On the first of May, 2011, the president of the United States of America announced that Osama bin Laden was dead. The speech that followed was one carefully devised to avoid offending anyone deemed worth trying not to offend and part of this watering down involved the claim that bin Laden was not an islamic leader but simply a mass murderer. Now, obviously I do not believe that Osama bin Laden spoke for all or even most Muslims, but I do believe that if there is one courtesy every ideological enemy deserves, it is to have their truth-claims acknowledged. Osama bin Laden held to a particular view of God and God's law which concluded that unbelievers should be forced to obey islamic law and he believed that by acting on this he was being righteous. The man was a human being who loved and thought and hated and sinned and worshipped.
When the news station inevitably started playing old clips of bin Laden, I tried to look at his face and understand just who he was. I can honestly say that I didn't see any hate there. There might even have been a bit of serenity at a few points. This man led others in prayer, had children, and sent soldiers he may very well have loved to their deaths. Did he ever feel giddy adoration for any of his wives? Did any of his soldiers ever come to him afraid and did he then tenderly comfort them and then pray together with them? When he though of what he believed his duty, how much hate was really there? When he thought of God, how much true reverence was there? What was the life of this horrible, sad man?
Osama bin Laden was born into wealth and he left his comforts to hide out in caves and do what he believed was God's work. And he believed God's work involved killing Americans and Jews and even other Muslims. I know many people find this infuriating but I myself find it sad. I think it is a terrible tragedy, greater and more shameful than anything Shakespeare ever wrote. And what is saddest of all is the thought that there are thousands more just like him. There are even teenage boys and girls who will blow themselves up in living out that heart-rending tragedy. The thought brings tears to my eyes.
But the thing that makes me sob openly (I'm not kidding here and I'm not exagerrating either) is the thought that when they go to hear our response, they hear exactly what they expect. They hear and enemy. They hear condemnation. They hear the words of those who do not understand. It makes me want to go there, to run across continents and swim across oceans and run up to them and shout at the top of my voice "JESUS LOVES YOU AND SO DO I!!!!!" If I am shot down on such a mission then that is better still. What greater glory can there be than to moan with one's very last breath "I still love you; I still forgive you"?

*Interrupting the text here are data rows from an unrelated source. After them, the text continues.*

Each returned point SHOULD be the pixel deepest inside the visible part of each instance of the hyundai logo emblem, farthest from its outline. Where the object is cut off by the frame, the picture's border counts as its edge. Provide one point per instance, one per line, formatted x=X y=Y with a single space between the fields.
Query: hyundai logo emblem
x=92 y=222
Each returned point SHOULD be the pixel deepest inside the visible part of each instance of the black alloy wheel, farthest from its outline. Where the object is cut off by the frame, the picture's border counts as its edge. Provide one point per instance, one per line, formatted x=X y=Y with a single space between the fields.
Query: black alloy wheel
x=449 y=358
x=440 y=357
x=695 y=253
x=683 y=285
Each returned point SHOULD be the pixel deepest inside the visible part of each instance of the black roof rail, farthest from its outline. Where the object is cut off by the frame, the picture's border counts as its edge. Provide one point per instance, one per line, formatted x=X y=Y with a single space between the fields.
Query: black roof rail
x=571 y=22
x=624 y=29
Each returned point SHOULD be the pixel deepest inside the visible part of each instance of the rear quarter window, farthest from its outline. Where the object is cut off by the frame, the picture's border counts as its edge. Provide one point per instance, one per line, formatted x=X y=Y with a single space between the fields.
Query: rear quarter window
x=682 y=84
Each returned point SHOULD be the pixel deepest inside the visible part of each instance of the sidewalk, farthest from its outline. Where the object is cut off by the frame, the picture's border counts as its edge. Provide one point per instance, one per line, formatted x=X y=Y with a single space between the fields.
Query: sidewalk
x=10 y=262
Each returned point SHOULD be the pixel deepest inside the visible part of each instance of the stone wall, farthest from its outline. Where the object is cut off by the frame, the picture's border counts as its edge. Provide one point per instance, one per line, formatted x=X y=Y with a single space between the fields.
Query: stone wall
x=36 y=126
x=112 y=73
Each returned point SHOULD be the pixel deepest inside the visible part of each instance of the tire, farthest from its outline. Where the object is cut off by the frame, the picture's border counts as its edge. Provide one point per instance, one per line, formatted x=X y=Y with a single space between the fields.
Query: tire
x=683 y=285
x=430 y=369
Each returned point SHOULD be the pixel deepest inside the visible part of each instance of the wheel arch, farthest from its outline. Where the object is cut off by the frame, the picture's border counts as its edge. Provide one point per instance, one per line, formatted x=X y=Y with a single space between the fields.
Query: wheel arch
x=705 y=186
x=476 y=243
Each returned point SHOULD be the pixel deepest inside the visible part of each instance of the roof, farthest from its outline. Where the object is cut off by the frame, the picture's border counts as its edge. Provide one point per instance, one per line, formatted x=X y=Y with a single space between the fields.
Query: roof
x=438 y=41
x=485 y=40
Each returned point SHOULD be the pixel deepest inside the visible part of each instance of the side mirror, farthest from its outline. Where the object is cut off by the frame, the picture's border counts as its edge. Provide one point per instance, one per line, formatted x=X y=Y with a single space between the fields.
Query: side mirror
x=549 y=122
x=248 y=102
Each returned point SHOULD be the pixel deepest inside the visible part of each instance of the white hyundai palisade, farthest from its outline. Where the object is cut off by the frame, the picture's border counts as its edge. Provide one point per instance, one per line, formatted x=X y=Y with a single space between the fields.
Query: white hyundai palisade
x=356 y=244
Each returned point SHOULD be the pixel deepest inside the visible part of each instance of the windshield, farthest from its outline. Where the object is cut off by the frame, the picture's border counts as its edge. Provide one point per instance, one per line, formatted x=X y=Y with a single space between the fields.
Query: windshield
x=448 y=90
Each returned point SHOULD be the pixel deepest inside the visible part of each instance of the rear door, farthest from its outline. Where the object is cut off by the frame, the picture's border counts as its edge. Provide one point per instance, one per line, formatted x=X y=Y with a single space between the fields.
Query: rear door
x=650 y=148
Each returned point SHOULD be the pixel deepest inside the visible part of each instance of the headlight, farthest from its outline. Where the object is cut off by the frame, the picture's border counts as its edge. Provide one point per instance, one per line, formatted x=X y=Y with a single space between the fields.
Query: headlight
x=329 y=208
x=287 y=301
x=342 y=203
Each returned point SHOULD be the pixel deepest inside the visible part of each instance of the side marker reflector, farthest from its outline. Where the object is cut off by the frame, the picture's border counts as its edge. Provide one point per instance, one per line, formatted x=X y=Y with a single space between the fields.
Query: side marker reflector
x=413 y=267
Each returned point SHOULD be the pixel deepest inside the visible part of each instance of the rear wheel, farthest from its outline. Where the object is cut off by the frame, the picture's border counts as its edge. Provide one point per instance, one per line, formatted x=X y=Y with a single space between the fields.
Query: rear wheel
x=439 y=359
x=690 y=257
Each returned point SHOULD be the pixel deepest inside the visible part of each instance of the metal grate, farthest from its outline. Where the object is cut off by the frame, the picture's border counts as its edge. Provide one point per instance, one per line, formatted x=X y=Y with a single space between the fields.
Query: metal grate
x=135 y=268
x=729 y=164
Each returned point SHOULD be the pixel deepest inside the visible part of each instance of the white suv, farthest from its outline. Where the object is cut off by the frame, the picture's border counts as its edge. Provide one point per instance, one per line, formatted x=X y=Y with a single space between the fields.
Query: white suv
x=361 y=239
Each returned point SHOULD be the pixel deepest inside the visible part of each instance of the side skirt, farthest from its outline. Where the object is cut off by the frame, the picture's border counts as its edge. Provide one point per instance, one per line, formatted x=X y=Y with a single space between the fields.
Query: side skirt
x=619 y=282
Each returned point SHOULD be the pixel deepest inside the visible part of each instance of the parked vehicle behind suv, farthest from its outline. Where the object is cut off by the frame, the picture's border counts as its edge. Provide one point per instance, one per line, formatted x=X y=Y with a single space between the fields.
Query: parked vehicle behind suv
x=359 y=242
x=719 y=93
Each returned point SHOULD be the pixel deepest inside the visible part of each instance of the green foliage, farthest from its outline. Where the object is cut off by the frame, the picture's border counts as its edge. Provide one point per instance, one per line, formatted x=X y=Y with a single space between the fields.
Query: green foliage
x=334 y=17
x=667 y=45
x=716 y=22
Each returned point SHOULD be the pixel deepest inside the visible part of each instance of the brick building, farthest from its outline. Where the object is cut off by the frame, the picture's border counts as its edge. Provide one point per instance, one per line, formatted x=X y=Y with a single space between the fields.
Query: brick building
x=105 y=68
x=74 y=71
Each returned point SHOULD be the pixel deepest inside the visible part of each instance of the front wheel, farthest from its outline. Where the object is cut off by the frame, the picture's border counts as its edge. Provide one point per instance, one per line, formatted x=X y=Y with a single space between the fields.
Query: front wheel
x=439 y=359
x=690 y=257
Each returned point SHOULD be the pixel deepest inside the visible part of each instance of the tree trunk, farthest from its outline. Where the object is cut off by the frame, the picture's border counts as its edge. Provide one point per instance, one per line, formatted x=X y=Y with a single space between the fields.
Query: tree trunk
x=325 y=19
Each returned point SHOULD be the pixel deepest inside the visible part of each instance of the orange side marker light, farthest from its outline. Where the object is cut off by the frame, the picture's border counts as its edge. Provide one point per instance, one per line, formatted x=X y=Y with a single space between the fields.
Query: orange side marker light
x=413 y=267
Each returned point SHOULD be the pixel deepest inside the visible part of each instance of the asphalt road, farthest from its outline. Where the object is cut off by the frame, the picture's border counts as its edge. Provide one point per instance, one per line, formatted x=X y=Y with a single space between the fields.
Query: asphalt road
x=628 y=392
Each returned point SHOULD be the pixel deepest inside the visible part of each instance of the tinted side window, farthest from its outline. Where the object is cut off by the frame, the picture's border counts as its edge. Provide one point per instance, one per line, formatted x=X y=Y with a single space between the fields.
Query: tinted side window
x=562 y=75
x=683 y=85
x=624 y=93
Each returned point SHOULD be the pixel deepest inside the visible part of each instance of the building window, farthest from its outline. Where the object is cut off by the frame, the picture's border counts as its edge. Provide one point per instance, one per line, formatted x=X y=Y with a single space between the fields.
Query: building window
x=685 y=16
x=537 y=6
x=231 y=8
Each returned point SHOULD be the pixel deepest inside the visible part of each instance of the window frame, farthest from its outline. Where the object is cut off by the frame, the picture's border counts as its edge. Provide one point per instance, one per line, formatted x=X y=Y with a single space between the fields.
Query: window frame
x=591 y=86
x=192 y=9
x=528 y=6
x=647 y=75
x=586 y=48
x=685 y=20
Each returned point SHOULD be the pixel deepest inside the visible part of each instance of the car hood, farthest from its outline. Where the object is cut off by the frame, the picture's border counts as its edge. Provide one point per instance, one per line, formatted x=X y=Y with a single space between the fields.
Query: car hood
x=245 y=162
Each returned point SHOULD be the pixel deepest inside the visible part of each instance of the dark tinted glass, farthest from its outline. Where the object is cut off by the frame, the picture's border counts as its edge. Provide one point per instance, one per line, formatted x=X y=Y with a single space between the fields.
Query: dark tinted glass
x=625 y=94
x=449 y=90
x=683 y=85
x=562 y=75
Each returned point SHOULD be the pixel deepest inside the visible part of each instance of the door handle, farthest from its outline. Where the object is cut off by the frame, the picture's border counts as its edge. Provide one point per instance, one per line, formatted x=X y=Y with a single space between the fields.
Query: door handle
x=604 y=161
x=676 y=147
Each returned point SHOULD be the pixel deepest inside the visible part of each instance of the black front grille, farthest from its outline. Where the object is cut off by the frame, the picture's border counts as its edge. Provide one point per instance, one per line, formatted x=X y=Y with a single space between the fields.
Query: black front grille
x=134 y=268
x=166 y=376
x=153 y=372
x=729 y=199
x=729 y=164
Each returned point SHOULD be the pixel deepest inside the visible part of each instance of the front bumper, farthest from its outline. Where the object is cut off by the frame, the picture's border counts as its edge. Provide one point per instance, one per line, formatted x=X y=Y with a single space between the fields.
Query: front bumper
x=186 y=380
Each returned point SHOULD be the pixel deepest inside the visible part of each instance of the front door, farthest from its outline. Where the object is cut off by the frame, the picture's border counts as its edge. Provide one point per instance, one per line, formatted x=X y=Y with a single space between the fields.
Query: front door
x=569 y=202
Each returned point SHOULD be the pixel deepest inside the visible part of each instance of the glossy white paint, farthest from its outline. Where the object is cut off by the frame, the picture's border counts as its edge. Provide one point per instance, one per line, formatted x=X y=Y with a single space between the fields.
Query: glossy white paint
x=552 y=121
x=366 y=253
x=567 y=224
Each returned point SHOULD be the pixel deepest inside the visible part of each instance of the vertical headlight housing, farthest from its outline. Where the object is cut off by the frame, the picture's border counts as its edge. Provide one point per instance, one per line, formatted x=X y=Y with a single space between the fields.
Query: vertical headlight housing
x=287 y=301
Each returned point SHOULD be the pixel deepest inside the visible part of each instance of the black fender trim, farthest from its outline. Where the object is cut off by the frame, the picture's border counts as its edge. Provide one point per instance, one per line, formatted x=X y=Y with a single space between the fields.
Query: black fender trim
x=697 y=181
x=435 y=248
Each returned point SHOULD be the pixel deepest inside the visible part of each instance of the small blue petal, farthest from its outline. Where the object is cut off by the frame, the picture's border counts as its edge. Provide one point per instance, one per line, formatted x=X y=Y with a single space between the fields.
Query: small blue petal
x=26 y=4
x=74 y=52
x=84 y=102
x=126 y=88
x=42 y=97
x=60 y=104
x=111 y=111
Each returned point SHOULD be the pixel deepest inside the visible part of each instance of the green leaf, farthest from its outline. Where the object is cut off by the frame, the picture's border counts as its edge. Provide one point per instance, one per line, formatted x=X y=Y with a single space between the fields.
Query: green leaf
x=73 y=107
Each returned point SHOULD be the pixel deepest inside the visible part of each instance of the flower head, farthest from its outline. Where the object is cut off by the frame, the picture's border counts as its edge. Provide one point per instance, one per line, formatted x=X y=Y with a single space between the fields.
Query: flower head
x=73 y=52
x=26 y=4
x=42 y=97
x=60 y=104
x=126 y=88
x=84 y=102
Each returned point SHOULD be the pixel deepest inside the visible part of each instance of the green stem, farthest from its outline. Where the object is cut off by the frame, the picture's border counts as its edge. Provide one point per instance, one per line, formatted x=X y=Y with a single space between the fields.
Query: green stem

This is my prayer for Al Qaeda and the Taliban: that God's love would be poured out to them. I pray that the Church would wake up and recognize the thousands of sad and lost and lonely men and women that are so desperately in need of our love. I pray that for every Muslim who "martyrs" himself or herself for the sake of condemnation, there would be ten Christians who walk straight towards certain death for the sake of forgiveness. I pray that they would come to feel like lions trapped in a den of Daniels or a Pharisee begging for merciful hatred from a crowd of Stephens. I pray that wonders would emerge and that warring angels would be sent on their behalf. I pray that the children of the soldiers of Al Qaeda and the Taliban would grow up in a church so full of faith and love that it would put the rest of us to shame. I pray that the descendents of todays terrorists would have the faith and love and wisdom to one day come to encourage and admonish my own descendents.
I pray that during this very hour, God would annoint apostles to the terrorists. I pray that the Spirit would come upon the Church and awake a new wave of servants to sweep through the Middle East. God bless the sowing and reaping of this holy field.